The Ravens bus down 95 this week to face the Redskins at Fedex Field Sunday at 1 p.m. Baltimore dropped to 9-3 last week after relinquishing a ten point lead at home, and allowing 37-year old Charlie Batch to drive 85 yards in the final 6:14 for a game winning field goal.
The Redskins picked up their third straight win improving to 6-6, by beating the Giants on Monday night, 17-16, a game in which rookie phenom Robert Griffin III dazzled the national audience.
Griffin causes good things to happen for an offense. He both fumbled the ball for a touchdown recovered by Josh Morgan in the first quarter, and ripped a 17 yard strike to Pierre Garcon with less than 2 minutes remaining for the needed first down to run out the clock.
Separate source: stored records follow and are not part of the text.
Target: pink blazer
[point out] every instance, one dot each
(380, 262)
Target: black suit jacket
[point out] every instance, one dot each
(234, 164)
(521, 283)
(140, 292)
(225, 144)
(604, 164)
This once-every-four-annual, nonetheless heated bitter beltway rivalry kicks into high gear this Sunday from lovely Landover MD. Here are some keys to the game.
Griffin the crime dog
The Redskins’ run to even their record to .500 can largely be attributed to the play-making ability of last year’s Heisman winner, Robert Griffin III. He’s the most evasive quarterback in the league, he throws the ball with pinpoint accuracy, and has the breakaway speed to go for six on any play.
Griffin is completing 67% of his passes for 2,660 yards, on 17 TDs to four picks, and has a Cunningham from ’90-like 714 yards on the ground with six touchdowns. The Ravens pass rush hasn’t been up to par this season, and Terrell Suggs’ participation after tearing his bicep on Sunday in the 4th quarter, won’t be known until game time.
The Ravens need a spark from Art Jones, Pernell McPhee, Kruger and company, to get pressure on Griffin while also containing his running. Cary Williams and Corey Graham will also be challenged in handling WR Pierre Garcon, particularly over the middle where he is most dangerous. Griffin has shown he can make all the throws with time.
Ravens wide-out Torrey Smith is one of the fastest men in football. Last week, he was targeted eight times, including several overshot bombs, but only came away with three catches for 33 yards. The Ravens should find ways to get Smith the ball on shorter crossing routes, where he is extremely hard to guard streaking across the field, so he can then run after the catch.
The Redskins are ranked 31st in the league in passing defense, with 299 yards yielded per game, so there should be opportunities for Flacco to find Anquan Boldin and Smith through the air. 3 for 8 to Torrey isn’t good enough, and also evidences poor offensive game-planning.
In order to improve efficiency, I’m working on designing a Macro that types a long-winded questioning of why Ray Rice doesn’t get 20-25 touches per game, with one simple click of the mouse. This has been an issue on repeat for helping to explain Ravens losses. At first, I was convinced that an explanation for why Cam Cameron doesn’t feed his best player, a top 3 NFL running back, in his prime, constantly throughout an important game, could not possibly exist.
But then suddenly it dawned on me.
As exemplified by brilliant American folk hero George Costanza, and his famous dragging of a Yankees World Series trophy behind his car through the stadium parking lot, so he’d be fired and then hired by the cross town Mets, Cameron is clearly avoiding Rice, so the team after 3 years of questioning will finally have no choice but to send him packing.
Cameron’s dream of coaching the CFL’s Toronto Argonauts’ offensive line will then be within his reach. The Argonauts defeated Calgary last month to hoist Baltimore’s once held and cherished Grey Cup trophy, and the glittering call of Canadian mite proves too great a pull for Cam to want to stay.
The only possible issue is defensive coordinator Dean Pees, who’s meanwhile abandoned the Ravens’ organized chaos historical style of defense. He may just be pulling a Mr. Wilhelm by also gunning for a posting in Toronto.
The Redskins are in must win mode the rest of the way since 9-7 usually doesn’t get you in the playoffs. The Ravens are in a tight race for one of the AFC’s top two playoff seeds, which earn home games in January, with Denver, New England, and Houston, and need every win they can earn, since winning on the road has been their hardest challenge.
With both Manning brothers headed to Baltimore in the next two weeks, Baltimore needs to quickly rebound from last week’s heartbreak by aggressively challenging the Redskins on both sides of the ball.